# Encrypted Inference on ResNet-18

_Encrypted Machine Learning as a Service_ allows owners of sensitive data to use external AI services to get insights over their data. Let's consider a practical scenario where a data owner holds private images and would like to use a service to have those images labeled, without disclosing the images or the labels, and without having to get access the model, which is often considered to be a business asset by such services and is therefore not accessible.

To get a realistic example, we will consider [the task of distinguishing between bees and ants](https://pytorch.org/tutorials/beginner/transfer_learning_tutorial.html), which uses a ResNet-18 model to achieve around 95% accuracy. We won't consider training such model, as we assume the AI service provider has already done this training using some data. Instead, we will showcase how we can use PySyft to encrypt both the model and some image samples and to label those images in a fully private way.

Author:
- Théo Ryffel - Twitter: [@theoryffel](https://twitter.com/theoryffel) · GitHub: [@LaRiffle](https://github.com/LaRiffle)
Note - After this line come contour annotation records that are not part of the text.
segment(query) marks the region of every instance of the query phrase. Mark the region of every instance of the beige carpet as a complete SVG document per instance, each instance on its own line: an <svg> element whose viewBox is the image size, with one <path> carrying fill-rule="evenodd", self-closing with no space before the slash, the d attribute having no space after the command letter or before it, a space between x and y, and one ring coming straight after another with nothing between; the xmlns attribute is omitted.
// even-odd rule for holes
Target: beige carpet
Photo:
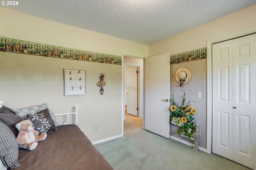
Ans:
<svg viewBox="0 0 256 170"><path fill-rule="evenodd" d="M141 117L126 118L123 137L94 145L116 170L250 169L144 130Z"/></svg>

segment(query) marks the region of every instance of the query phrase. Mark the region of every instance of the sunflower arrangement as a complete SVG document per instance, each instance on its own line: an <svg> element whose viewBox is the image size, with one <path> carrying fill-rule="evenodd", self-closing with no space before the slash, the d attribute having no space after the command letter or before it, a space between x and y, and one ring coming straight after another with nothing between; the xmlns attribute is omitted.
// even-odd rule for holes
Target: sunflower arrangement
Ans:
<svg viewBox="0 0 256 170"><path fill-rule="evenodd" d="M194 126L194 115L197 113L197 110L191 108L191 105L189 104L190 101L185 105L186 99L185 95L184 93L181 98L178 96L181 101L181 104L179 106L174 98L172 99L172 105L170 108L169 122L171 123L171 122L174 122L177 126L179 123L181 124L180 128L177 132L177 134L181 133L187 136L190 140L191 137L194 137L194 132L196 132L196 127Z"/></svg>

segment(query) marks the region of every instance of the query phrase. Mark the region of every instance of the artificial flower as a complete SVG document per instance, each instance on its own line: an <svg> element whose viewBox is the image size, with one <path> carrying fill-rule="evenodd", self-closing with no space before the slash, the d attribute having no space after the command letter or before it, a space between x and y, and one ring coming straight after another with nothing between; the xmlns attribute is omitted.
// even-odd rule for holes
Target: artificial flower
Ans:
<svg viewBox="0 0 256 170"><path fill-rule="evenodd" d="M182 117L181 118L181 123L186 123L187 122L187 118L186 117Z"/></svg>
<svg viewBox="0 0 256 170"><path fill-rule="evenodd" d="M172 105L171 106L171 108L170 108L170 110L171 112L174 112L176 110L176 106Z"/></svg>
<svg viewBox="0 0 256 170"><path fill-rule="evenodd" d="M197 110L196 109L192 108L190 110L190 112L193 115L195 115L197 113Z"/></svg>

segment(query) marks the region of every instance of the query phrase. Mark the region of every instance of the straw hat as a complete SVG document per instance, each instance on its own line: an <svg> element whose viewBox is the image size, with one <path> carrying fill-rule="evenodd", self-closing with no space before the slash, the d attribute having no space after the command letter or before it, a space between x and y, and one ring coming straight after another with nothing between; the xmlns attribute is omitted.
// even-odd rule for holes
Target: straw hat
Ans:
<svg viewBox="0 0 256 170"><path fill-rule="evenodd" d="M191 71L185 67L179 68L175 73L176 81L180 83L180 86L182 86L183 85L188 83L192 77Z"/></svg>

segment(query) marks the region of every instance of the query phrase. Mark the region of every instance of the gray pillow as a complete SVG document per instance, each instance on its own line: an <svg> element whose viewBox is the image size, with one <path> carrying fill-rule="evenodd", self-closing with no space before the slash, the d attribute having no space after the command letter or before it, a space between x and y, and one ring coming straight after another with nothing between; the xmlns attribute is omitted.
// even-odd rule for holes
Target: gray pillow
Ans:
<svg viewBox="0 0 256 170"><path fill-rule="evenodd" d="M19 145L12 130L0 121L0 159L4 165L11 169L20 166L18 160Z"/></svg>
<svg viewBox="0 0 256 170"><path fill-rule="evenodd" d="M56 121L56 118L55 118L54 114L47 107L46 103L44 103L40 105L30 106L22 109L12 109L12 110L14 112L16 115L20 117L22 120L26 120L26 118L25 117L25 115L27 114L35 113L36 112L39 112L39 111L44 110L46 109L49 109L50 114L51 115L52 118L53 119L53 121L54 122L55 126L56 127L60 126L60 125L59 125Z"/></svg>
<svg viewBox="0 0 256 170"><path fill-rule="evenodd" d="M43 132L50 133L57 129L48 109L35 113L26 115L25 117L32 122L35 130L39 132L39 134Z"/></svg>
<svg viewBox="0 0 256 170"><path fill-rule="evenodd" d="M0 108L0 121L9 127L16 137L19 131L15 127L15 125L21 121L22 120L10 109L5 106Z"/></svg>

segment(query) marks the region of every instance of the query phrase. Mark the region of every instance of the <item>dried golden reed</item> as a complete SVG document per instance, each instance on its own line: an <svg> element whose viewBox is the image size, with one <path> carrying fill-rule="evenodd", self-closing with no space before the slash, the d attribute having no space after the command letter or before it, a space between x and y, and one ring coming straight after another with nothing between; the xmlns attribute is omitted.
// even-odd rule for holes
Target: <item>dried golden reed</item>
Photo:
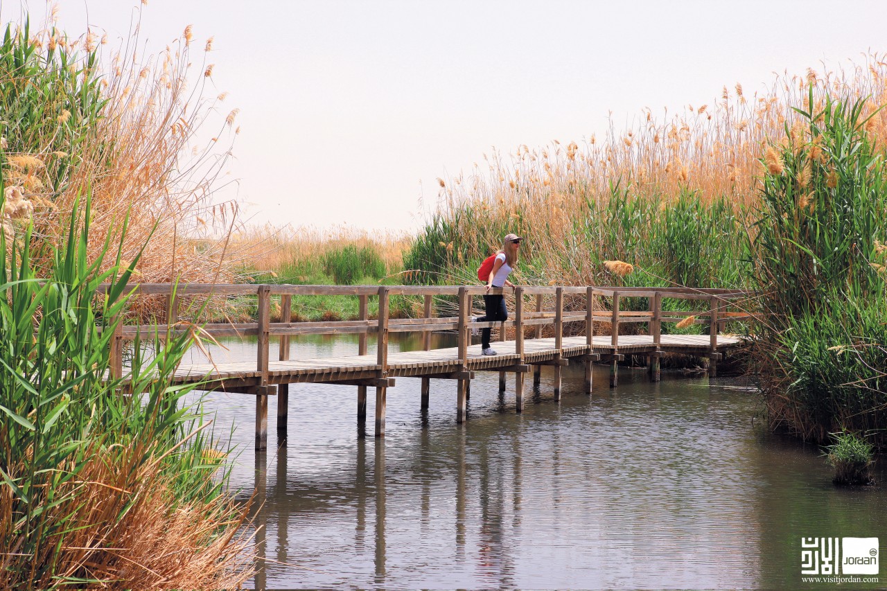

## 1. Did you just say _encrypted_?

First, let's try to understand what mechanisms we use to make the data and the model private. If you want to jump straight to the code, you can skip this section! 

## 2. Show me the code

Enough explications, let's open the code!
We will first load the data and the model and store them on the `data_owner` and the `model_owner`.

In [1]:
import torch
torch.set_num_threads(1)
import torch.nn as nn
import numpy as np
import torchvision
from torchvision import datasets, models, transforms
import time

### Load the data

We download the data and load it on a dataLoader with small batches of size 2, to reduce the inference time and the memory pressure on the RAM.

In [2]:
#!wget https://download.pytorch.org/tutorial/hymenoptera_data.zip
#!unzip hymenoptera_data.zip

In [3]:
data_transform = transforms.Compose([
    transforms.Resize(256),
    transforms.CenterCrop(224),
    transforms.ToTensor(),
    transforms.Normalize([0.485, 0.456, 0.406], [0.229, 0.224, 0.225])
])

data_dir = 'hymenoptera_data'
image_dataset = datasets.ImageFolder('hymenoptera_data/val', data_transform)
dataloader = torch.utils.data.DataLoader(image_dataset, batch_size=1, shuffle=True, num_workers=4)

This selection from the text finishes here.